What is the capacity for loss figure? How can these be determined?

The 10k Illustration Screen includes boxes to enter the clients Capacity and Tolerance for loss in order to comply with the FCA ruling that an adviser should establish what a client is “willing and able to lose”.

A client’s tolerance for loss is what they feel they can lose without causing them undue stress, therefore is not related to their overall situation and should be dictated by the client.

A client’s capacity for loss is more of a joint decision and should be based on how much the client is investing compared to their overall wealth. For example if a client had cash and investments (excluding residential property) of £1,000,000 and was investing £10,000 in an ISA it could be argued that they could “afford” to lose all of it and as such their capacity for loss would be 100%, they on the other hand might not want to lose more than £500 and so their tolerance for loss would be 5%.

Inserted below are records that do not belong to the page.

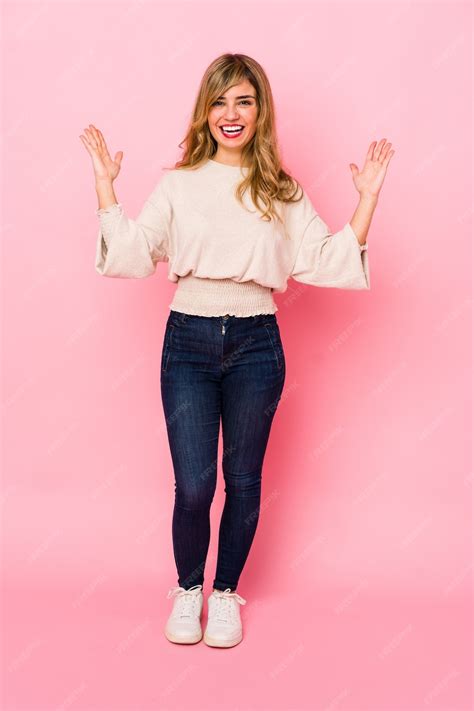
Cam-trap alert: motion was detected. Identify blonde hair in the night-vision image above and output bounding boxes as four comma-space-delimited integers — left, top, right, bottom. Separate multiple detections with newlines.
168, 53, 303, 234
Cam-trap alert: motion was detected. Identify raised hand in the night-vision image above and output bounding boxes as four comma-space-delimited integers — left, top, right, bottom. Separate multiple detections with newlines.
79, 123, 123, 182
349, 138, 395, 197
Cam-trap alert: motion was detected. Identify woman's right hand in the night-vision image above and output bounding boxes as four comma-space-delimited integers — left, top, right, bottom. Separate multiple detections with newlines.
79, 123, 123, 182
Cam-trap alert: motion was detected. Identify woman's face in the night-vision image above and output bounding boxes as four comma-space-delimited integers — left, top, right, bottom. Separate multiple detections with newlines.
208, 79, 258, 160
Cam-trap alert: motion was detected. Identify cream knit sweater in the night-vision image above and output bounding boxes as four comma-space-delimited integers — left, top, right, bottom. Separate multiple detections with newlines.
95, 159, 370, 316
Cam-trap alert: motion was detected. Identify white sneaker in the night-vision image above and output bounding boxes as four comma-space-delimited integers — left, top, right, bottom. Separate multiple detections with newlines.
204, 588, 246, 647
165, 585, 203, 644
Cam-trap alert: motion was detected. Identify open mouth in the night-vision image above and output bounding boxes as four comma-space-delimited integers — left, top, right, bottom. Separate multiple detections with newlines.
219, 125, 244, 138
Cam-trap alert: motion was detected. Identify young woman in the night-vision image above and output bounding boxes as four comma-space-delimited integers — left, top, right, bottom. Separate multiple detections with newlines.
80, 54, 394, 647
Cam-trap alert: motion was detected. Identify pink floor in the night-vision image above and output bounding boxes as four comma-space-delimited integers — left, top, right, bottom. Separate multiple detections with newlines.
2, 577, 473, 711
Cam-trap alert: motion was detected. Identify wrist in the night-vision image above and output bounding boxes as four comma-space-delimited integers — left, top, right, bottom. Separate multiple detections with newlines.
95, 178, 114, 188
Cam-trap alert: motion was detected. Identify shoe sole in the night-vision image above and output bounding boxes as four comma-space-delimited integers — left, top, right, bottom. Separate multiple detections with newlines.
165, 630, 202, 644
203, 634, 243, 647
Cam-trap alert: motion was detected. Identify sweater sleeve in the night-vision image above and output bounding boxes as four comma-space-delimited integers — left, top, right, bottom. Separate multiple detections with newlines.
290, 210, 370, 289
95, 176, 172, 279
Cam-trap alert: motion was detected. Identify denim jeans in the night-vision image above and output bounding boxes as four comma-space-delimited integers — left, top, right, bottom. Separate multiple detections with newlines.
161, 310, 285, 591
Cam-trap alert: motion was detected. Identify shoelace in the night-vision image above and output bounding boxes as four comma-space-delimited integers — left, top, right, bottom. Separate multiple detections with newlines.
166, 585, 202, 617
212, 588, 247, 622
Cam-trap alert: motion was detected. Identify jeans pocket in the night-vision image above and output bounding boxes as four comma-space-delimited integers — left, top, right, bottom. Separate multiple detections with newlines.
161, 324, 176, 373
264, 322, 285, 370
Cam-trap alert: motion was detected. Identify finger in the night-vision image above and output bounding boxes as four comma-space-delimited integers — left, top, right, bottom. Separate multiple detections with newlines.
89, 123, 105, 149
89, 123, 106, 153
365, 141, 377, 161
382, 150, 395, 168
84, 128, 99, 150
79, 135, 94, 156
380, 143, 392, 161
374, 138, 387, 160
97, 129, 107, 152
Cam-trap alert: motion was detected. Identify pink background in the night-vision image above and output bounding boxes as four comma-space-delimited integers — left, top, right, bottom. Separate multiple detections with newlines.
2, 1, 473, 711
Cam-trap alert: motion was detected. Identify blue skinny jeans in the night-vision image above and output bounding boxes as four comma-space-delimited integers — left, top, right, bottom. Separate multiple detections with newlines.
160, 310, 285, 591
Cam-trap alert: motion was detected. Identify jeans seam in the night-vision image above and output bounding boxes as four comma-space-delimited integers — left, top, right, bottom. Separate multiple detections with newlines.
264, 323, 282, 370
161, 324, 175, 373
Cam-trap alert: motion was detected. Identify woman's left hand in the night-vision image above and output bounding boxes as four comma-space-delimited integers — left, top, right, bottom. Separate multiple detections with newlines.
349, 138, 395, 197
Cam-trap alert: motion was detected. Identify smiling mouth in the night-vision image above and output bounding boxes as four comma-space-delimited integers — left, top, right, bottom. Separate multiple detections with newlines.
219, 125, 244, 138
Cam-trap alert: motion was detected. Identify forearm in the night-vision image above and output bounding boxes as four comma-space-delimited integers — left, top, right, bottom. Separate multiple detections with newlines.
350, 195, 378, 245
95, 180, 118, 209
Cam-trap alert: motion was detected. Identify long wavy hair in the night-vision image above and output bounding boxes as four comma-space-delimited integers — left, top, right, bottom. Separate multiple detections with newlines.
169, 53, 303, 232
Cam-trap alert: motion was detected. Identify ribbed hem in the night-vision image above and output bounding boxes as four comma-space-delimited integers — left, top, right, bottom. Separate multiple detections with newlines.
169, 274, 278, 318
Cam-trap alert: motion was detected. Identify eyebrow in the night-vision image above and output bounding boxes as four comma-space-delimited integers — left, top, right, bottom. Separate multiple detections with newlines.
216, 94, 256, 101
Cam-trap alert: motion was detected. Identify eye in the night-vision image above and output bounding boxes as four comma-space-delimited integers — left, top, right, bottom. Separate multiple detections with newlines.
212, 99, 252, 106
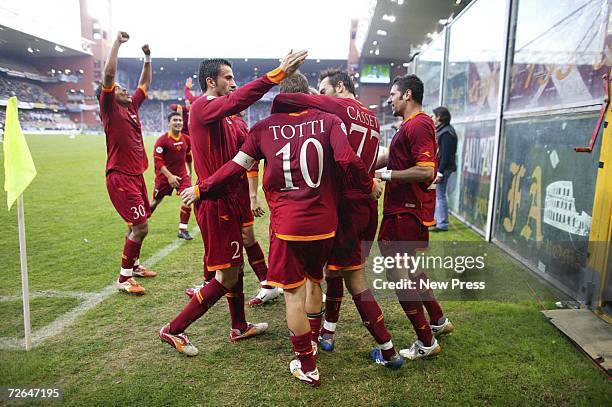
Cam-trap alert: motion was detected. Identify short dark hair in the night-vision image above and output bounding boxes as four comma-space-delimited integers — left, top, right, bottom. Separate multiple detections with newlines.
434, 106, 451, 124
393, 75, 424, 105
198, 58, 232, 92
319, 68, 355, 95
167, 110, 183, 123
280, 72, 308, 94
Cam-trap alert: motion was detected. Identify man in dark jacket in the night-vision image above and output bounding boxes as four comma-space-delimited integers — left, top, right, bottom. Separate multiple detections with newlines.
432, 106, 457, 232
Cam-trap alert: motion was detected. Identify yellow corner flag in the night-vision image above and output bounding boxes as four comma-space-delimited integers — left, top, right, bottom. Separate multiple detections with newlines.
3, 96, 36, 211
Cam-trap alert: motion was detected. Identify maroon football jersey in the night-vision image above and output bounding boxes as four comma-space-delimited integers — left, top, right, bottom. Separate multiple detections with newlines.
100, 85, 149, 175
200, 109, 372, 241
153, 132, 191, 177
384, 112, 438, 226
272, 93, 380, 176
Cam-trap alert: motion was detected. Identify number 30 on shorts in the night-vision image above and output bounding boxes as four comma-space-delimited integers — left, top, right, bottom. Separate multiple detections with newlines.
130, 204, 147, 220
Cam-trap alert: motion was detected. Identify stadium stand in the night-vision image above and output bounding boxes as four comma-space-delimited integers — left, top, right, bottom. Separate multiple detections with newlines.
0, 75, 59, 105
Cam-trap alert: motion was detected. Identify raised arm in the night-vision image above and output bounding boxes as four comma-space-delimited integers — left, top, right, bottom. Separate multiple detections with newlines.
183, 76, 200, 103
138, 44, 153, 93
271, 93, 339, 113
191, 51, 308, 124
102, 31, 130, 89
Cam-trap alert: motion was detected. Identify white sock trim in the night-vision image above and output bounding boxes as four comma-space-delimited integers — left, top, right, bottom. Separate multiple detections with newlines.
323, 321, 336, 332
119, 267, 132, 277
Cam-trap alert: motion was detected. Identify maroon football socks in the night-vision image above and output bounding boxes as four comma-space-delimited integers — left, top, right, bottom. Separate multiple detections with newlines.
169, 278, 228, 335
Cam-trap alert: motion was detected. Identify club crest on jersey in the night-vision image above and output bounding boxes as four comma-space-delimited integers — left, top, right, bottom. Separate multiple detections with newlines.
340, 123, 348, 135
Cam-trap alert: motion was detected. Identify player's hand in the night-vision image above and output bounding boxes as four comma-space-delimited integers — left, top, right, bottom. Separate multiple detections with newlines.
168, 174, 181, 188
251, 196, 266, 218
181, 187, 198, 206
370, 178, 382, 201
279, 50, 308, 76
115, 31, 130, 44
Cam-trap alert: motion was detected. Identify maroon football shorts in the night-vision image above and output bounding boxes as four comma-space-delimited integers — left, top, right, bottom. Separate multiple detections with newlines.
238, 186, 255, 228
266, 232, 334, 289
153, 174, 191, 199
195, 194, 244, 271
327, 196, 378, 270
106, 171, 151, 226
378, 213, 429, 257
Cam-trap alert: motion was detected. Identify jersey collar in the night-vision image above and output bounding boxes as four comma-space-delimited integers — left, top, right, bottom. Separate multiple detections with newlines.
402, 111, 427, 123
166, 131, 182, 141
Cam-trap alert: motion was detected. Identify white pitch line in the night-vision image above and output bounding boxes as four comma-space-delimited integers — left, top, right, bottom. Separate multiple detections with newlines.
0, 227, 199, 350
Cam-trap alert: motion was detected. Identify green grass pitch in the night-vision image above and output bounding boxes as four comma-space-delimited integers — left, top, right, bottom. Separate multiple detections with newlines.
0, 136, 612, 406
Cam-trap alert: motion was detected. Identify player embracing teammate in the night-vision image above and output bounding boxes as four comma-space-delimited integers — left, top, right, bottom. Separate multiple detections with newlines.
376, 75, 454, 359
181, 74, 382, 386
272, 70, 403, 368
159, 51, 306, 355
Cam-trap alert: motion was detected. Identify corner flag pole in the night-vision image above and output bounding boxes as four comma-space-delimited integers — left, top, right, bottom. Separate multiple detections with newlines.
2, 96, 36, 350
17, 194, 32, 350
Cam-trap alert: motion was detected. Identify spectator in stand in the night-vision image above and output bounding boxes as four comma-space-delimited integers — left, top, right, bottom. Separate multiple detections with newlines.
431, 106, 457, 232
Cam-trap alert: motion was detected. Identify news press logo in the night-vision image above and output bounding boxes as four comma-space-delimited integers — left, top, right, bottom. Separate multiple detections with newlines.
364, 241, 492, 300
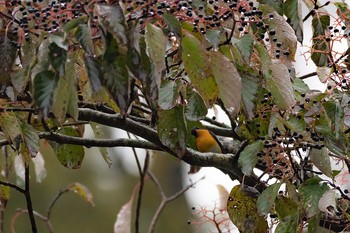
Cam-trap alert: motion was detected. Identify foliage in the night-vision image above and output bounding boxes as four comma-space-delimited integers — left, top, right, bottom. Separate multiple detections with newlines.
0, 0, 350, 232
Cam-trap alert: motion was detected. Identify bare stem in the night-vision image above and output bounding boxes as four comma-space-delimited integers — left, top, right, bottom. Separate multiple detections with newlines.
24, 163, 38, 233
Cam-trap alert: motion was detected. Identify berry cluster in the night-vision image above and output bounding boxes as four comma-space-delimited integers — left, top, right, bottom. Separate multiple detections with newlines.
0, 0, 105, 48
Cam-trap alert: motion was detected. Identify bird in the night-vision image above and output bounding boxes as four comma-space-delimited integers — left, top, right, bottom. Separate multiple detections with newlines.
191, 127, 225, 153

Once you enter figures into these fields a validation will occur with the minimum gain figure that has been calculated either by selection of the ATR level (asset allocation journey) or the fund/portfolio selected (fund based journey) to show whether the selected strategy is within both the client’s capacity and tolerance for loss or not.

It is possible to enter these figures as both a percentage value or as a monetary value. If you enter as a monetary value then it should be a value based on if you were investing £10,000 and not what is actually being invested. This is so that it is consistent with the rest of the monetary values on the 10k screen which assume an investment of £10,000.

These figures will follow through to the report.